His workday starts about 8 a.m. and ends about 6:30 p.m. each weekday. He’s also often on-call for hospital work after hours.
"We also work weekends and we do an outpatient clinic one Saturday a month," he said.
And his workplace changes, often day-to-day.
He and his two partners, as well as a physician assistant and a diabetes educator, split time between their center in Williamsville, offices in DeGraff Memorial and Buffalo General hospitals, and with UB MD in the Dent Tower in Amherst. "Then we have teaching and research going on," Chaudhuri said. "It’s demanding but it’s rewarding."
Kalb leads dermatology recruiting efforts for the Buffalo Medical Group.
"Some of major metropolitan areas are saturated with dermatologists because of cosmetic procedures," he said, "but in most areas of the country, there’s a shortage."
As the Bills and Sabres have at times discovered with top players, doctors aren’t always clamoring to come to Buffalo.
"It’s not for a lack of effort," Kalb said, "but t’s tough unless the person has a tie to the Western New York area.
"The reimbursements are relatively low compared to other parts of the country, so it is somewhat tough to recruit people to Western New York.

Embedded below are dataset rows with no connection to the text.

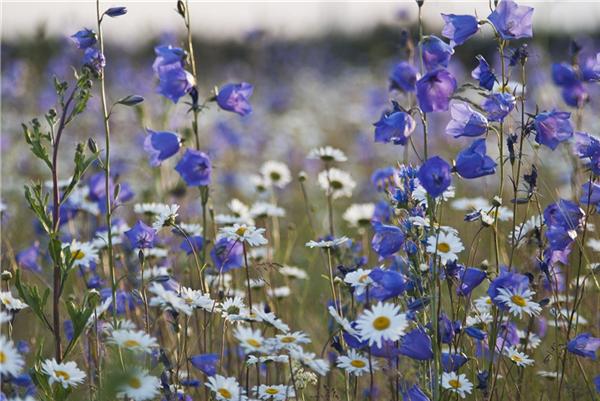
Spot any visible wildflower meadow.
[0,0,600,401]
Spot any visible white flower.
[63,240,100,267]
[118,371,160,401]
[506,347,534,367]
[279,266,308,280]
[356,302,408,347]
[233,326,265,353]
[494,288,542,317]
[305,236,350,248]
[306,146,348,162]
[205,375,247,401]
[337,349,378,376]
[42,358,85,388]
[0,336,25,377]
[260,160,292,188]
[254,384,296,401]
[0,291,27,311]
[344,269,373,296]
[442,372,473,398]
[108,329,158,353]
[427,231,465,264]
[342,203,375,227]
[317,167,356,199]
[220,224,268,246]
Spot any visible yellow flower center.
[510,295,527,308]
[438,242,450,253]
[123,340,142,348]
[350,359,367,369]
[127,377,142,389]
[373,316,392,331]
[54,370,71,380]
[448,379,460,388]
[217,388,233,399]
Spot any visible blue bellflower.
[418,156,452,198]
[175,149,212,187]
[455,138,496,178]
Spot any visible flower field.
[0,0,600,401]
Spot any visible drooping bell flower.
[144,130,181,167]
[488,0,533,40]
[567,333,600,361]
[125,220,156,249]
[421,35,454,71]
[216,82,254,116]
[471,55,496,91]
[417,68,456,113]
[417,156,452,198]
[390,61,418,92]
[481,92,517,121]
[374,102,417,145]
[371,221,404,258]
[175,149,212,187]
[446,102,488,138]
[455,138,496,178]
[442,14,479,47]
[533,110,573,150]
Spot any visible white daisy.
[305,236,350,248]
[342,203,375,227]
[427,231,465,264]
[356,302,408,347]
[506,347,534,368]
[337,349,378,376]
[495,288,542,317]
[0,336,25,377]
[344,269,373,296]
[254,384,296,401]
[118,371,160,401]
[306,146,348,162]
[220,224,268,246]
[317,167,356,199]
[42,358,85,388]
[279,266,308,280]
[442,372,473,398]
[63,240,100,267]
[260,160,292,188]
[205,375,247,401]
[0,291,27,311]
[108,329,158,353]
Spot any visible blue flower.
[371,221,404,258]
[488,0,533,40]
[125,220,156,249]
[455,138,496,178]
[418,156,452,198]
[471,55,496,91]
[400,327,433,361]
[71,28,97,50]
[390,61,418,92]
[442,14,479,47]
[567,333,600,361]
[374,102,417,145]
[421,35,454,71]
[446,102,488,138]
[482,93,517,121]
[217,82,254,116]
[144,130,181,167]
[417,68,456,113]
[533,110,573,150]
[190,354,219,376]
[175,149,212,187]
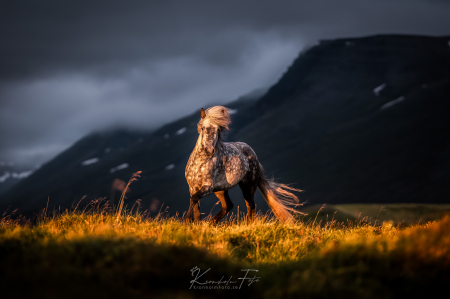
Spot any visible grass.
[0,202,450,298]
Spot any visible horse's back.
[226,142,257,160]
[225,142,261,184]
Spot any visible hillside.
[1,35,450,218]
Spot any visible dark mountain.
[1,35,450,218]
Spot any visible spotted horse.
[185,106,302,223]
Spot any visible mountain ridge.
[0,35,450,218]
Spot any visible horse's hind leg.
[239,182,257,221]
[212,190,233,223]
[184,186,213,222]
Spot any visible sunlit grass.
[0,202,450,298]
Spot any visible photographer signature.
[189,266,261,289]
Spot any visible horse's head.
[197,108,220,158]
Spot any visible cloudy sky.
[0,0,450,168]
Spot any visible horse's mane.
[205,106,231,132]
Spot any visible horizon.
[0,0,450,169]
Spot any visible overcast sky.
[0,0,450,168]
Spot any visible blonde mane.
[204,106,231,131]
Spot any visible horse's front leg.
[185,185,213,223]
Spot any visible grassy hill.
[0,202,450,298]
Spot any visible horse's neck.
[191,134,223,160]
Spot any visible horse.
[185,106,302,223]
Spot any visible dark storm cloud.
[0,0,450,166]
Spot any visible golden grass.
[0,202,450,298]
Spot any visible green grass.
[0,205,450,298]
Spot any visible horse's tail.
[258,164,304,223]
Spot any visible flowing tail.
[258,164,305,223]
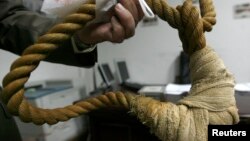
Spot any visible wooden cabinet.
[88,108,160,141]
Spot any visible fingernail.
[116,3,125,11]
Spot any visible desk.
[88,88,250,141]
[88,108,160,141]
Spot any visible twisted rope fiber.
[2,0,238,141]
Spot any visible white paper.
[164,83,191,95]
[234,83,250,92]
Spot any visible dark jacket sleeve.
[0,0,97,67]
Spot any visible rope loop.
[1,0,220,125]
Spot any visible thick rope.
[2,0,238,140]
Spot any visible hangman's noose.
[2,0,236,138]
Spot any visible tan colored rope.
[2,0,238,140]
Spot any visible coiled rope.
[2,0,239,141]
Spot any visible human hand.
[76,0,143,44]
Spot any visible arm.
[0,0,97,67]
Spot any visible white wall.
[0,0,250,94]
[0,50,93,93]
[95,0,250,84]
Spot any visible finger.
[119,0,138,23]
[115,3,135,38]
[111,16,125,43]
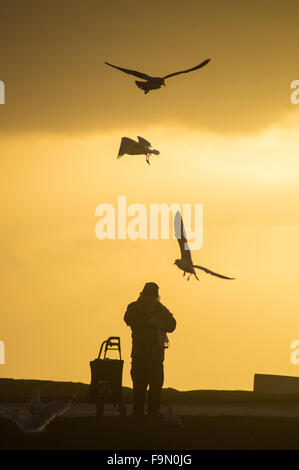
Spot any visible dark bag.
[88,336,124,405]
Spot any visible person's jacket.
[124,300,176,359]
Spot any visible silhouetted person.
[124,282,176,414]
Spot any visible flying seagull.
[174,212,235,281]
[0,390,75,433]
[117,136,160,165]
[105,59,211,94]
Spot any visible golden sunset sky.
[0,0,299,390]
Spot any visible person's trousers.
[131,357,164,414]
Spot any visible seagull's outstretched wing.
[105,62,152,80]
[117,137,137,158]
[193,264,235,281]
[137,135,152,147]
[174,212,192,264]
[0,406,20,424]
[163,59,211,80]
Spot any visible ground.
[0,415,299,451]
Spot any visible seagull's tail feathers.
[135,80,152,94]
[193,264,235,281]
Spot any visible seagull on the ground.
[174,212,235,281]
[105,59,211,94]
[164,404,184,429]
[0,390,75,433]
[117,136,160,165]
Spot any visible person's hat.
[142,282,159,297]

The people who train and have some sort of tie here are the ones you’re more than likely to have come and work in the area.
"It’s been a struggle the last couple of years."
As with other efforts here, slow and steady progress is being made.
Chaudhuri and his partners also are clinical professors with UB, and are helping train two new endocrinologists who will join the practice in September.
That should make Diabetes and Endocrinology Center patients – and the staff – very happy, indeed.